How does running istio in a sidecar when using the istio cni driver work? I believe init containers trying to reach the network will still fail to function properly as documented in the istio documentation.

hence my question above if network sidecars are its own thing.

thockin commented 4 years ago

This issue seems to be a prime example of how difficult it may be to contribute if you're not an employee of eg. Google, RedHat or other big player.

Hah! What you don't know is that those people get stuck sometimes too!

Seriously, I am sorry. I have excuses, but that sucks so I won't bother.

kfox1111 commented 4 years ago

For clarification: I'm not implying that we shouldn't merge this as alpha to get some feedback on the approach. In general I think it is sound. I think there are a few holes in the use cases such as service meshes that it doesn't quite cover. But that is not a reason to block getting this in asap so we can find all the other use cases that it doesn't cover so that we can make the beta version of the feature work well for everyone. That is precisely what an alpha is for IMO.

I'm just mentioning what I did, specifically to the folks hoping this will be a silver bullet to the existing service mesh issue. I don't think the alpha as proposed will fully fix that particular issue. So don't get your hopes up too high just yet. But please, lets not block this feature just because it doesn't support everybody just yet.

dims commented 4 years ago

I've requested for an exception, let's see if we can try to get this in: https://groups.google.com/d/msg/kubernetes-sig-release/RHbkIvAmIGM/nNUthrQsCQAJ

craigbox commented 4 years ago

Maybe it was you or somebody else in another [Kubernetes Podcast] episode who felt really bad that this sidecar KEP didn't make it to 1.16

Please see episodes 72, with Lachie Evenson, and 83, with Guinevere Saenger. I even called out this week that PR reviews are required to get this one issue over the line. We can do it!

Are there any Istio maintainers on here? A lot are Googlers, and might have some more sway with the K8s folks internally.

@duderino and @howardjohn have both commented on this thread already.

kikisdeliveryservice commented 4 years ago

To be clear we need merged: kubernetes/kubernetes#79649 kubernetes/kubernetes#80744

Are there any other PRs we should be tracking?

Thanks!

Joseph-Irving commented 4 years ago

Big thanks to everyone who posted messages of support (publicly or privately) that was very much appreciated ❤️

There was a valiant effort by members of the community to try and get this into 1.18, including the release team who accepted an extension request, but alas, the decision has been made to defer this to 1.19. You can see the relevant conversation starting from this comment: https://github.com/kubernetes/kubernetes/pull/80744#issuecomment-595292034.

Despite it not getting into 1.18, this has had a lot more attention in the past few days than it has had in quite a while, so I'm hoping that this momentum will carry forward into 1.19.
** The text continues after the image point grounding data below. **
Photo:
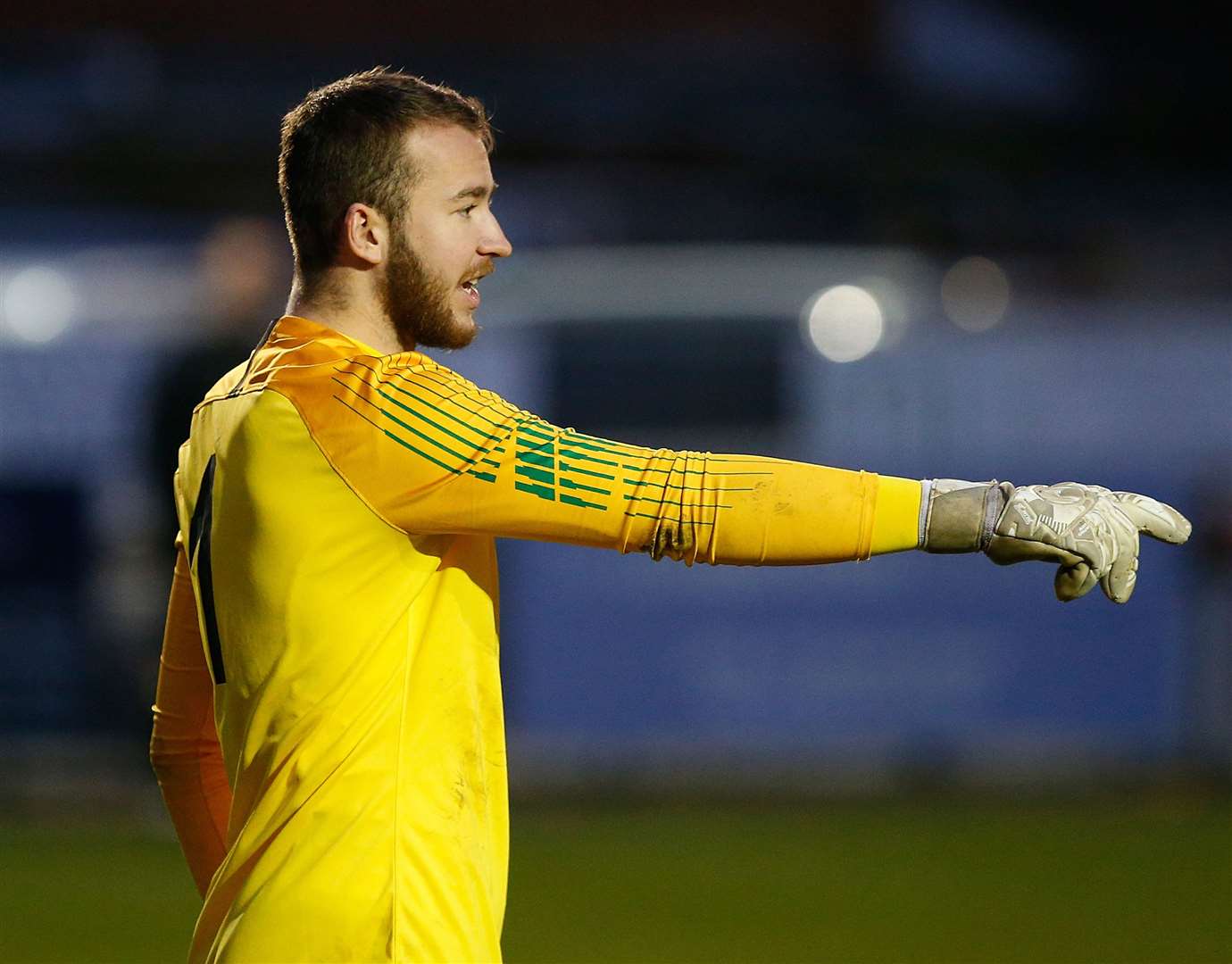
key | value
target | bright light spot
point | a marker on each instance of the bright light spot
(844, 323)
(975, 293)
(892, 301)
(38, 304)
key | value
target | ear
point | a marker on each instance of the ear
(365, 236)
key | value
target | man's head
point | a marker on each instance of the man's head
(388, 174)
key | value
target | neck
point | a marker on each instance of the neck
(346, 312)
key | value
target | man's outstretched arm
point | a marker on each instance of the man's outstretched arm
(184, 744)
(433, 453)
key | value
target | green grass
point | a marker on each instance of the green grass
(905, 882)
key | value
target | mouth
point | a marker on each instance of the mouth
(470, 289)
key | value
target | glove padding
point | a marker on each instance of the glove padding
(1089, 531)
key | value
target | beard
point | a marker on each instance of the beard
(419, 305)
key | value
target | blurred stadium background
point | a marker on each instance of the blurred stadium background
(947, 237)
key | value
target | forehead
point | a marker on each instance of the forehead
(447, 155)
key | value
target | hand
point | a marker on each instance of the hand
(1092, 532)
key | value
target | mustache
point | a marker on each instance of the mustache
(483, 271)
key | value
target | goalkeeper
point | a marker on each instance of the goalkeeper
(328, 732)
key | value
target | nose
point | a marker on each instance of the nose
(495, 242)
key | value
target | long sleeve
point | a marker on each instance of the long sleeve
(433, 453)
(184, 745)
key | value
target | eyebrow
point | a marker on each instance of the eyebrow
(477, 191)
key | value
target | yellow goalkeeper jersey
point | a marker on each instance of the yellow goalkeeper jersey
(337, 512)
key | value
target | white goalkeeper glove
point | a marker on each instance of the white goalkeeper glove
(1090, 532)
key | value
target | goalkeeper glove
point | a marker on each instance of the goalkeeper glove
(1090, 532)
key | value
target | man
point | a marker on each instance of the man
(328, 732)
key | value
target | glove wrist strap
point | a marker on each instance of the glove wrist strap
(960, 516)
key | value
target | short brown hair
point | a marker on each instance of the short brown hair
(344, 145)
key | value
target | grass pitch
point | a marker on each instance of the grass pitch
(903, 882)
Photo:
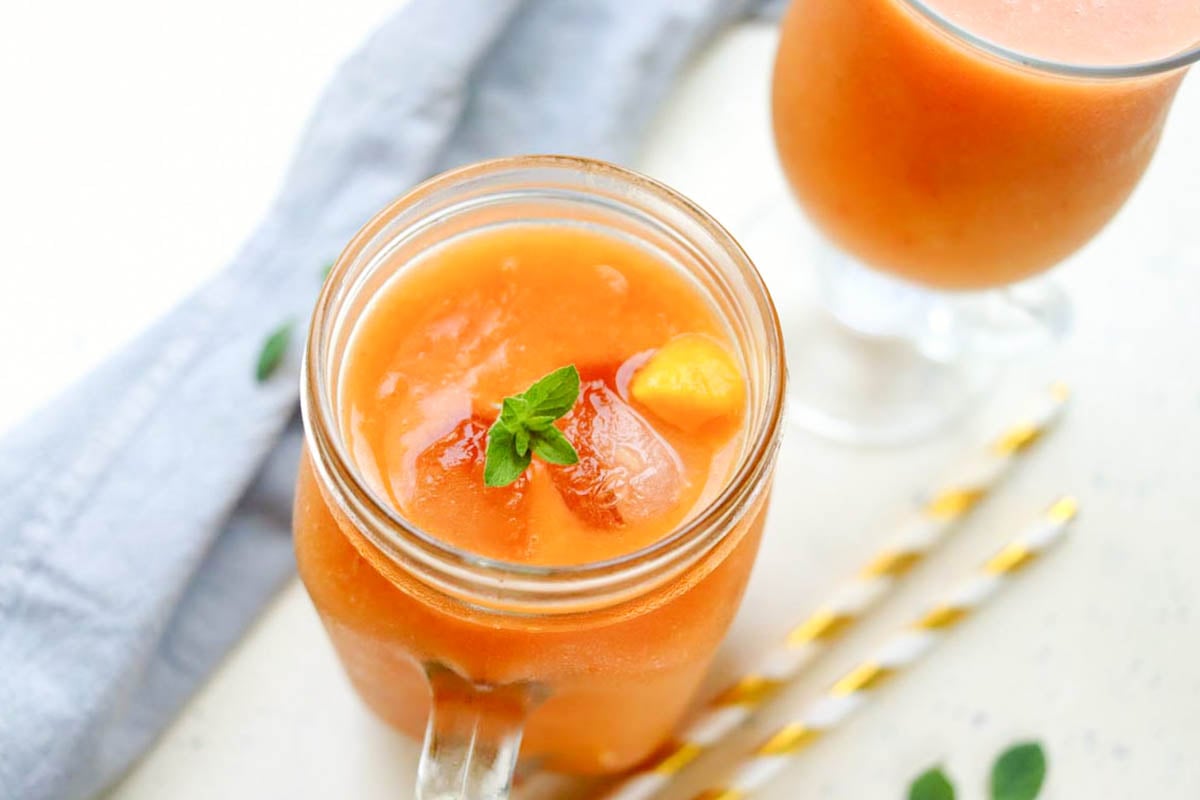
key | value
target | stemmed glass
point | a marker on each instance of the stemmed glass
(949, 172)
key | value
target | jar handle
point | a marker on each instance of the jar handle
(472, 739)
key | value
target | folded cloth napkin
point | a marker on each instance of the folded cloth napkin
(144, 516)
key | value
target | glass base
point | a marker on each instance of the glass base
(867, 390)
(874, 360)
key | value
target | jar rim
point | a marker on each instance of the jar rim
(455, 569)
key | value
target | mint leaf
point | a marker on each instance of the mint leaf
(526, 427)
(502, 463)
(521, 439)
(538, 423)
(553, 395)
(931, 785)
(552, 446)
(1019, 773)
(271, 355)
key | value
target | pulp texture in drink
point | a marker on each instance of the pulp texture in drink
(930, 158)
(658, 428)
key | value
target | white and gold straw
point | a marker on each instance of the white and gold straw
(927, 527)
(849, 693)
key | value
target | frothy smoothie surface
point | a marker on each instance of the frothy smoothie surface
(486, 314)
(1080, 31)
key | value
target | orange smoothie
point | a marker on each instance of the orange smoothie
(930, 158)
(477, 319)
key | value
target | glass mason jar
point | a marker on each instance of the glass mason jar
(585, 668)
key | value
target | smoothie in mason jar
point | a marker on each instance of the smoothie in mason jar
(658, 425)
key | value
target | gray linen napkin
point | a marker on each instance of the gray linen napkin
(144, 516)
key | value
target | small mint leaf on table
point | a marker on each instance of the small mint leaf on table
(526, 427)
(931, 785)
(1019, 773)
(271, 355)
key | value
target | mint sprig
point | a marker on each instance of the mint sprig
(526, 428)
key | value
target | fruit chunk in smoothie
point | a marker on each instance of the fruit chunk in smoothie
(481, 318)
cc @jeremyrickard, @kikisdeliveryservice

andrew-waters commented 4 years ago

Great stuff @Joseph-Irving, sounds like some of your frustrations have been worthwhile and listened to. Thanks for persevering.

dims commented 4 years ago

/milestone v1.19

thockin commented 4 years ago

Hi all. A group of us have been discussing this topic over the last week.

First, we apologize for what has happened here. We are not happy about it.

This PR and associated KEP have brought to light a number of things that the project can do better. We would like to separate the social, procedural, and technical concerns.

Socially, this feature fell victim to our desire to please each other. Derek approved the KEP, despite reservations expressed within the SIG, because Clayton and Tim were pushing for it. We all trust each other, but apparently we don’t always feel like we’re able to say “no”. We know this because we have all done the exact same thing. None of us want to be the blocker for the next great idea.

Trusting each other has to include trusting that we can say “no” and trusting that when someone says “no”, they are doing so for good reasons. This technical area spans SIGs, and we should NOT pressure sig-node, who will ultimately be the ones to field problems, into accepting new features they are not yet comfortable to support.. This is not about Tim or Derek or Clayton in particular, but ALL of the high-level approvers and SIG leads and “senior” contributors.

This feature also fell victim to procedural uncertainty around KEPs. As a KEP reviewer, am I obligated to be a code reviewer? To delegate to a code reviewer? Or just to read the KEP? As KEPs span releases, how do we ensure a shepherd is available for the set of changes budgeted in a particular span of releases. If a KEP spans SIGs, how do we budget and allocate time across the SIGs? We need to clarify this. We’re going to work on some KEP change-proposals (KEP KEPs) to strengthen the definition of roles in the KEP process.

Technically, this feature fell victim to both time and attention. Reviewers didn’t make enough time to review it, or it simply was not high enough priority for them. Back-and-forth discussions take time. Circumstances and our understanding of the problem space change over time.

As more users adopt Kubernetes, we see an increasing number of weird edge-cases or flakes get reported to sig-node. Since the Pod lifecycle is core to Kubernetes, any change made to that subsystem MUST be undertaken carefully. Our ability to merge new features must be balanced with our desire to improve reliability. How we are thinking about the Pod lifecycle today is a bit different than how we thought of it when this feature was started. This does not diminish the use-cases leading up to this in any way, but it does suggest that long-running KEPs need to be periodically re-reviewed over time.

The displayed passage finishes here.